Etiopia Suke Quto w obróbce miodowej krystalicznie czyściutka, zielonoherbaciana, mandarynkowa z odrobiną owocowych landrynek. Klasa.
A espresso z dość rzadko spotykanej w ofertach palarni Nikaragui
było gęste, oleiste, pięknokremowe. Dojrzałe wiśnie, mango, czarne porzeczki, rum. Magia w filiżance*** . Myśl mnie taka prześladuje, że już lepszego w tym roku nie wypiję.
* a także młynek ochockich Filtrów
** a nawet dwa, bo była też znakomita Kolumbia Antioquia w wyżej wymienionych Filtrach
Wyglądało jak poniżej:
*** acz była to jeszcze niestety tekturka a nie porcelanka
PS przymuście Drodzy Czytelnicy swoich baristów by zamówili kawki z MABÓ . Warte są więcej niż odrobiny perswazji.
PS II w tytule kilka słów Mircei Eliadego o powstawaniu jego książki „Şarpele” (Wąż) z roku 1937.

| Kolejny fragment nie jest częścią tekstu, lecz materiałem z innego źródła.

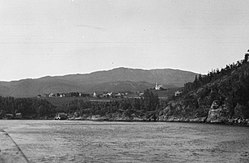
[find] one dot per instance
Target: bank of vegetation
(221, 96)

Sorry my English or résumé:
At Cafés : No i Co? & Filtry in Warsaw I got possibility to try coffees from Romanian roastery MABÓ by World Roasting 2019 Vice-Champion Bogdan Georgescu. Delish Colombia Antioquia as espresso & Ethiopia Suke Quite as a drip. But espresso on Nicaragua – JUST MAGIC! Dense, sticky body. Ripe wild cherries, mango, rum, black currants. Yummy! My best espresso this year. Dear Readers force Your baristas to order for You coffee beans from MABÓ.
PS as the title quote from great Romanian writer Mircea Eliade about writing his book „Şarpele” (Snake)
Od rana chodzi za mną te słowa piosenki Wojciecha Młynarskiego : „Oto najlepszy jest relaks – Niedziela na Głównym, na Głównym niedziela” . Nie za bardzo miałem ochotę jechać na wspomniany dworzec więc przy tak zwanej okazji wpłynąłem niesiony potokami wody z topniejącego śniegu do Hali Gwardii.
Na stoisku Gorilla Coffee zakupiłem kenijskiego szocika, którego w dzisiejszą jakże przednówkową niedzielę nucąc sobie „niedziela na Gwardii, na Gwardii niedziela” ze smakiem wychyliłem do tak zwanego dna.
Dziś, jutro i pojutrze ma miejsce w zasłużonej dla boksu oraz autobusów Chausson Hali Gwardii pandemoniczna edycja WFK.
Jeśli miałbym wytypować z powyższej listy wystawców do kawowej kwadrygi wskazałbym Braci Ziółkowskich, Cophi, Gorillę i Story Coffee.
A że rzuciło mną set kilometrów, w krainę lisów mordujących kury, śniegu i psa przezwanego Mordechajem nieobecność na WFK uczciłem tradycyjnie parzoną kawą Fort* i szklaneczką napoju izotonicznego.